Tuesday, August 6, 2013

The Institute for Objectivist Studies

I've been meaning to post something on this web site "founded in March 2013 by Irfan Khawaja and Carrie-Ann Biondi, professors of philosophy at New York City-area institutions with long-standing interests in Objectivism." In short, I recommend checking it out.
 
Irfan's latest post about The Atlas Society's Graduate Seminar caught my eye when he shares his observations after attending this seminar.
 
[M]any of the problems I observed at the seminar were, to put the matter bluntly, an offense against the practice of philosophy and of inquiry quite generally. I said that many of the presenters presented their material in a competent, responsible way. But some did not. I think candor compels the assertion that some of the presentations given were shockingly deficient in argument, evidence, and coherence. This would be a relatively minor issue, or at least a remediable problem, if the atmosphere of the seminar had been conducive to an open airing of the relevant problems. But it wasn’t. This latter defect--a defect of openness obvious to just about every participant in the seminar--calls into question The Atlas Society's much-advertised claim to practice an "open" form of Objectivism not practiced elsewhere. With all due respect, I must dissent from this claim, and insist that those who make such claims acquire more inductive evidence about the rest of the Objectivist movement before they make them. Movement Objectivists should also (let me suggest) stop deriding academic philosophy and start learning something from it.

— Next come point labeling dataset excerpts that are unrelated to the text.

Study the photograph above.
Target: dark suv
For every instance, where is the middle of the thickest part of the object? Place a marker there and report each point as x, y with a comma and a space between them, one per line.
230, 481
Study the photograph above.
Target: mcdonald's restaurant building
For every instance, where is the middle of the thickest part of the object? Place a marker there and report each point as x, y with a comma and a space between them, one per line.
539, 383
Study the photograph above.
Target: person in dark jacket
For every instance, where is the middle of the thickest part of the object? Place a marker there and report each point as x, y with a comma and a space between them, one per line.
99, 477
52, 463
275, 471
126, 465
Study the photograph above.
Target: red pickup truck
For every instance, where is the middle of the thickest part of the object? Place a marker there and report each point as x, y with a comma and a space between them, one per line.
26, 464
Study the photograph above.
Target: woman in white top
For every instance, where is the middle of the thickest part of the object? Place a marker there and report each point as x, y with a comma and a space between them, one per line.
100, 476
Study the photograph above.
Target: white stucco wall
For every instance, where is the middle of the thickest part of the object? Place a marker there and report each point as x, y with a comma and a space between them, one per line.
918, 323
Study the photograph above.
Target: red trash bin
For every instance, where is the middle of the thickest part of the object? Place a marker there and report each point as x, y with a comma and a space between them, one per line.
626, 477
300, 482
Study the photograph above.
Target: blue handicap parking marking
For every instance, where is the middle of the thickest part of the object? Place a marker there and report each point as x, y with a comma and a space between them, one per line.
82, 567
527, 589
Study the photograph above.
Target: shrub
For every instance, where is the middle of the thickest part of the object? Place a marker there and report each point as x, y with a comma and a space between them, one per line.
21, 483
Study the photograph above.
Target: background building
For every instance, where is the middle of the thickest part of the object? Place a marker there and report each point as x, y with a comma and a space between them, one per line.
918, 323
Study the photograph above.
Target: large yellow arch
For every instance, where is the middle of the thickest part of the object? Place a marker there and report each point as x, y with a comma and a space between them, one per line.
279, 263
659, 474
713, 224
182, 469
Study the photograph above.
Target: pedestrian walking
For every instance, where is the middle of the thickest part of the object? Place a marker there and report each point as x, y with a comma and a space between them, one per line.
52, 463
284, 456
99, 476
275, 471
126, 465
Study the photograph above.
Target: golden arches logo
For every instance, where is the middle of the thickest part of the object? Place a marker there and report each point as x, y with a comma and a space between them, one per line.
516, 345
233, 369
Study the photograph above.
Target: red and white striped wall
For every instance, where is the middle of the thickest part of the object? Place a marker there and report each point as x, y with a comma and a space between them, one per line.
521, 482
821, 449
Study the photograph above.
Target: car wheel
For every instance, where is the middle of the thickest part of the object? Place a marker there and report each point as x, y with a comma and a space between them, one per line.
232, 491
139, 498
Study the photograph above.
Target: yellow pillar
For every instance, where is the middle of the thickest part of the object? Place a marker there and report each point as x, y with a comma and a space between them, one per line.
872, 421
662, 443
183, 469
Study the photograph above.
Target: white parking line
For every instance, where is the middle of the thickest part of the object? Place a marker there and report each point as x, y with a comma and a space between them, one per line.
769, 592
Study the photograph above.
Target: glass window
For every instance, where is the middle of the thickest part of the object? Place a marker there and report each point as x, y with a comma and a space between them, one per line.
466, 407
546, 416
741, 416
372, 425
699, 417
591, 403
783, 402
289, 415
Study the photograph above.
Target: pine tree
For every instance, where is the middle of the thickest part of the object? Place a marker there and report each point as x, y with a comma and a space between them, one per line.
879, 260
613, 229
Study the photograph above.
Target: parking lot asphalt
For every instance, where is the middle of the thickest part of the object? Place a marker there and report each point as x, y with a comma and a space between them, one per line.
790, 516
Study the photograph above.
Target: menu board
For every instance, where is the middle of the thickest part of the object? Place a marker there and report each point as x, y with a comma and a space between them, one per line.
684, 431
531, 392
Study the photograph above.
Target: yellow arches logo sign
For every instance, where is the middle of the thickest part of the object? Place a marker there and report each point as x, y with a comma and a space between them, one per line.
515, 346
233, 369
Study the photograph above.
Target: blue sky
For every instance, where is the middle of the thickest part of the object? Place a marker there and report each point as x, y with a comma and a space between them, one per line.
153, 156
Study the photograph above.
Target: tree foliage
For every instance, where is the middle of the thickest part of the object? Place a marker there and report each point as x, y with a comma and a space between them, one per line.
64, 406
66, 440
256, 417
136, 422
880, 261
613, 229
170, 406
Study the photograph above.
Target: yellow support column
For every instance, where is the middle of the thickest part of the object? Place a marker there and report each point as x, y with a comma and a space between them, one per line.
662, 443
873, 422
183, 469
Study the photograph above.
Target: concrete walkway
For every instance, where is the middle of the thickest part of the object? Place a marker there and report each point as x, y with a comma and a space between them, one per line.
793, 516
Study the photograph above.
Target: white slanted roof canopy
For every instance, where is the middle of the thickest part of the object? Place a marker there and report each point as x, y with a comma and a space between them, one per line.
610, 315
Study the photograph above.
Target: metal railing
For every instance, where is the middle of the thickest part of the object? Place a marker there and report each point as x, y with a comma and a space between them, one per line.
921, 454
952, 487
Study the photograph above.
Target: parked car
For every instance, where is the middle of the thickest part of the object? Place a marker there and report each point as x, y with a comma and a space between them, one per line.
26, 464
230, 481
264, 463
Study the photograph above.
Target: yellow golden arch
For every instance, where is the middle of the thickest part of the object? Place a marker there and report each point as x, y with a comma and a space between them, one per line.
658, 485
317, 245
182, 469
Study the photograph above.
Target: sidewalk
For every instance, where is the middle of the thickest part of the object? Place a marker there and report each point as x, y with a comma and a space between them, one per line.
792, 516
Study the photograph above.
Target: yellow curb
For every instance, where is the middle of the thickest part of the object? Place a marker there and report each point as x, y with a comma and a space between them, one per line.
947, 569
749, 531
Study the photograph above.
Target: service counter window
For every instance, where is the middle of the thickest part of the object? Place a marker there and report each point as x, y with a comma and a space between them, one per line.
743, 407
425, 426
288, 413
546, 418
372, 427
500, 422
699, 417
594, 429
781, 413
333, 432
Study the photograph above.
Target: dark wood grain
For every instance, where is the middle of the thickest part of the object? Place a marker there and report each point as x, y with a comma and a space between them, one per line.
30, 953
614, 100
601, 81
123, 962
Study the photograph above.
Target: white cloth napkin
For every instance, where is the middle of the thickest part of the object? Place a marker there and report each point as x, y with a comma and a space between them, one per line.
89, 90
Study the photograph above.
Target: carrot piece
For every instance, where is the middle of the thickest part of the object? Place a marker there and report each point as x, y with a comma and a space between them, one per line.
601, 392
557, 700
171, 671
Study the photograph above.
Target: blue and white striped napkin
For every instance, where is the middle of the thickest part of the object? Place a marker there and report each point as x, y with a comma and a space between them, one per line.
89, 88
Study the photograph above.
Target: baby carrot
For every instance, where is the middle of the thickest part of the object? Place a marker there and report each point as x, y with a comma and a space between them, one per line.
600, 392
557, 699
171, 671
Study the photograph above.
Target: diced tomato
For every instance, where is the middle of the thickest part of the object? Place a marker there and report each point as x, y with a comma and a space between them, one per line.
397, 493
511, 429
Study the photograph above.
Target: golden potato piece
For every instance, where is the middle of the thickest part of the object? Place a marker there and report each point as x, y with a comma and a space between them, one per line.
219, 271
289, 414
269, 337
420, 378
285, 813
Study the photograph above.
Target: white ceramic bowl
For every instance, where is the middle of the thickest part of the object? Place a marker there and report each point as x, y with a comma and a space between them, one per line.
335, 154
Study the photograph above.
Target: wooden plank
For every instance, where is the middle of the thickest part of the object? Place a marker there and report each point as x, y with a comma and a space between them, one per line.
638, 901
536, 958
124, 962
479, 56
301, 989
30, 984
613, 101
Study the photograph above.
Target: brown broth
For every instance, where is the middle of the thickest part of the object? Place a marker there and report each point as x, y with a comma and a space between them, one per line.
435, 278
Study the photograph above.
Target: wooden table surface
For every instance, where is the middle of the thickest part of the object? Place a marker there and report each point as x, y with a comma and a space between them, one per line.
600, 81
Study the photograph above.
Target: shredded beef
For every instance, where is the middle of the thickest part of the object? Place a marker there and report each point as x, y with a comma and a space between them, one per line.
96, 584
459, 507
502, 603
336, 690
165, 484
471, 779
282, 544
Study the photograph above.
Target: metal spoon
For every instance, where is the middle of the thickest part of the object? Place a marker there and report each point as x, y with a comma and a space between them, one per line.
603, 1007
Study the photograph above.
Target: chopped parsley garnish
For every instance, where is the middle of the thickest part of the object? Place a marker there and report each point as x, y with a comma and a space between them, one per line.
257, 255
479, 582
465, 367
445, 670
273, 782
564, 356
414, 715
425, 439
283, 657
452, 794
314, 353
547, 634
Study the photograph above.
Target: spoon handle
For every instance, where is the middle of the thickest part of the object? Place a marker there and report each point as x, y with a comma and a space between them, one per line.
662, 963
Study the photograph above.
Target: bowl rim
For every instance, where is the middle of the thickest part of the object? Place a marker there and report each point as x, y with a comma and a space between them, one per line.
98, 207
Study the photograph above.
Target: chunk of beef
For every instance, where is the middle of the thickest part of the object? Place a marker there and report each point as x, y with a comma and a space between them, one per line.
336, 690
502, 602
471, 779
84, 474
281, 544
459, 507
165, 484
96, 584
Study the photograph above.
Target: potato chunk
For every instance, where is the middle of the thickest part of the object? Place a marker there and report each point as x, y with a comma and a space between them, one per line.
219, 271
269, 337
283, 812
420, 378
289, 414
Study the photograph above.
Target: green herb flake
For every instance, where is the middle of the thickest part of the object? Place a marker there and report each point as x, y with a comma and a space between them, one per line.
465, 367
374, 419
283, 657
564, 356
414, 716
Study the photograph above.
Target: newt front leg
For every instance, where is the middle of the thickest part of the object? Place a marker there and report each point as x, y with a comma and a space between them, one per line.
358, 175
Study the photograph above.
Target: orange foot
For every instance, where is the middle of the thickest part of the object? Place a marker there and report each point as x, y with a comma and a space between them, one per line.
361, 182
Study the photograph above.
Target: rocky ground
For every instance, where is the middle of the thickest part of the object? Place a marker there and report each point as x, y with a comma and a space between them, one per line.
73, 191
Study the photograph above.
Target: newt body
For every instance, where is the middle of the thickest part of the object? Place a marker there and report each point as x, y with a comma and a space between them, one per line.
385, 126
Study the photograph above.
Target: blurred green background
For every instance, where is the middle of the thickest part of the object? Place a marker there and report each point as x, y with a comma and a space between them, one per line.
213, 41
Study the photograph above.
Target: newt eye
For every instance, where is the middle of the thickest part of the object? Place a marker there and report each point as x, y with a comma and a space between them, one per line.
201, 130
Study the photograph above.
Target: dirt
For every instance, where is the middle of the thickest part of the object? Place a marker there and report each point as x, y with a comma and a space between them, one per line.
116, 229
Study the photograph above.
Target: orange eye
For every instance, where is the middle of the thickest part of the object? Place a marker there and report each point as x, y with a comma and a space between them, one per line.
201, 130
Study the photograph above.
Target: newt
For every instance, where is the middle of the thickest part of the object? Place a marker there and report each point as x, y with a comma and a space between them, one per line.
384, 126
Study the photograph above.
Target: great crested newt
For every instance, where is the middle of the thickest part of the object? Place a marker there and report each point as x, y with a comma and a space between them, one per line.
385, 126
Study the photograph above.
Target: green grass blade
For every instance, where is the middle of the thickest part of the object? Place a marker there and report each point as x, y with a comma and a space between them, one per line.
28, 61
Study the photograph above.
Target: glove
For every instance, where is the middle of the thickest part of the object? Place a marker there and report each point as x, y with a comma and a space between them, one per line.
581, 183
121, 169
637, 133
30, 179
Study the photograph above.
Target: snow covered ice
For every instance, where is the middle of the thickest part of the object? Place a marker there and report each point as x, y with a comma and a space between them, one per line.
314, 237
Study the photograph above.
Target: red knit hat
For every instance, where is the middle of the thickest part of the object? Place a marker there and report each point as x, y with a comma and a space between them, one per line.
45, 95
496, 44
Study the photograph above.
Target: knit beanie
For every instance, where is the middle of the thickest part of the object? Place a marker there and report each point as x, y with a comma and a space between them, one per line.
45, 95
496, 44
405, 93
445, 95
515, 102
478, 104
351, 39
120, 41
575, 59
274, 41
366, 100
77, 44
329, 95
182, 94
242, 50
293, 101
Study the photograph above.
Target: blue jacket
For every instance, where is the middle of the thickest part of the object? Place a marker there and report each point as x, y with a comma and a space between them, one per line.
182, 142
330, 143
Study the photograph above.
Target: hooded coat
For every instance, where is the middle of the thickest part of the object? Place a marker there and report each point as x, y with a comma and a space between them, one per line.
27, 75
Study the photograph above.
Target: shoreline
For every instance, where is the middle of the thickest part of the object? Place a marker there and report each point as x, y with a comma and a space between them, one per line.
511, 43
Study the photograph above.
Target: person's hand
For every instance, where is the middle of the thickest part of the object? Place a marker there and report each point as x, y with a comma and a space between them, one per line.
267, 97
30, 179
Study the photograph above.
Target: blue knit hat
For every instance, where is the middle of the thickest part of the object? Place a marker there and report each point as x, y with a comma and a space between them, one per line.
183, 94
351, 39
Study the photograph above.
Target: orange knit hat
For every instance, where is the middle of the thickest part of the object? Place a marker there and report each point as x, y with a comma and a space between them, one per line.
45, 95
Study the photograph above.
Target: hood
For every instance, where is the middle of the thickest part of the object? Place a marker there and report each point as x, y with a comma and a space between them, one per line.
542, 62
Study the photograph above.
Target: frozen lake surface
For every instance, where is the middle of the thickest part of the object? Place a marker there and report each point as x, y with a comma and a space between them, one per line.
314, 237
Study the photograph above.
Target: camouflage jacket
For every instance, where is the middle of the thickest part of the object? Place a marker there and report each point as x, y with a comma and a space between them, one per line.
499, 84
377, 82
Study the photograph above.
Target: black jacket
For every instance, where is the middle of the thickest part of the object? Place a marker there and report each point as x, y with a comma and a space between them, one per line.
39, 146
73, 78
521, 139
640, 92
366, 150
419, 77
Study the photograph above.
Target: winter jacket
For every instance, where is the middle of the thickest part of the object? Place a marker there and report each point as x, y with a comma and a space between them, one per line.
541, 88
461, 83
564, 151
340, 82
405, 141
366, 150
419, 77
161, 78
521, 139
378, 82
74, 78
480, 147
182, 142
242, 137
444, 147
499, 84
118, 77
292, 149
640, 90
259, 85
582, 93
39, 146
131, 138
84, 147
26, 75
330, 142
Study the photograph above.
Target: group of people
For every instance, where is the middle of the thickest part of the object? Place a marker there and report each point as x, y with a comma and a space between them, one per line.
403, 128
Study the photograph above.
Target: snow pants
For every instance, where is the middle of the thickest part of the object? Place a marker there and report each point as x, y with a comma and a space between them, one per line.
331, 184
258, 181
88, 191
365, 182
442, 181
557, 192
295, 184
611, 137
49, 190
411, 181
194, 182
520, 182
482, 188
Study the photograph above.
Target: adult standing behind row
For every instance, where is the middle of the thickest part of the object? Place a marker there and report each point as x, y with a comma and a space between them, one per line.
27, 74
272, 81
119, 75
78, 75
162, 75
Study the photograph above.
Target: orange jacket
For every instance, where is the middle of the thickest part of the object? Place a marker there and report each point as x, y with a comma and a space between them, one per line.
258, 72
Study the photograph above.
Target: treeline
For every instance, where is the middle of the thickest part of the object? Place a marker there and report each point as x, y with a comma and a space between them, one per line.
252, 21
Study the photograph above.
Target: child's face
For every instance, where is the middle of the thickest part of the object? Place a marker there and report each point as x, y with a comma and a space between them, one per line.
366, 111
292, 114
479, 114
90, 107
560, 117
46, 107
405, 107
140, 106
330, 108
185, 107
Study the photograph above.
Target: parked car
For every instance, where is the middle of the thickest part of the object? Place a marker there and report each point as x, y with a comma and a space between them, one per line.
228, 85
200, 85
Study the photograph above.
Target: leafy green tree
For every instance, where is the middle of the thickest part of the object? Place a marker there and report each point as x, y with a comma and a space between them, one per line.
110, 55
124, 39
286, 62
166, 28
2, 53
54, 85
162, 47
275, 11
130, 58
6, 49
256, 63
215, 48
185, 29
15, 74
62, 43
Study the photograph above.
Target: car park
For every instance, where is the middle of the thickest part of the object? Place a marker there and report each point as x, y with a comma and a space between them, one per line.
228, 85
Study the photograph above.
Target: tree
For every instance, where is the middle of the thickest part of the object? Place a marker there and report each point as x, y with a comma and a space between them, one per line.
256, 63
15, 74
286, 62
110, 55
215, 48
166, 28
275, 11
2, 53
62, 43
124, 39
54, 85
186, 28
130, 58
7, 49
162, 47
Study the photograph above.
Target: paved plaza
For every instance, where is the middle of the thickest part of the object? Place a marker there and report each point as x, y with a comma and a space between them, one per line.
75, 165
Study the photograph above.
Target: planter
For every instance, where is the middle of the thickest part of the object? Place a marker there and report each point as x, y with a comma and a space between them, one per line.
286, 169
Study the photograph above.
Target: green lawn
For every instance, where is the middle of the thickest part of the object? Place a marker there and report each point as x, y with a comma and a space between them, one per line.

The fact is, there is more openness at the average academic conference--I've run five in the last five years--than there was at the TAS Graduate Seminar.
 
I agree with Irfan’s comments about learning from academic philosophy. While I have never attended an academic conference (primarily because I’m not an academic philosopher) I have read books written by philosophers. Their usual style of building their case is to first present the positions of other philosophers, critique them fairly (or as fairly as possible) then build the reasons why we should accept their counter proposal. The acknowledgement sections of these books (and papers) often cite many people who reviewed the manuscripts and offered criticisms or suggestions where the argument could be improved.
 
I know some Objectivists yearn for the day when the academic world will take Rand and Objectivism more seriously. Part of the “dues” that need to be paid for this acceptance is their willingness to let peers critique their work. If what Irfan says is true (and I have no reason to doubt him) The Atlas Society still has a ways to go.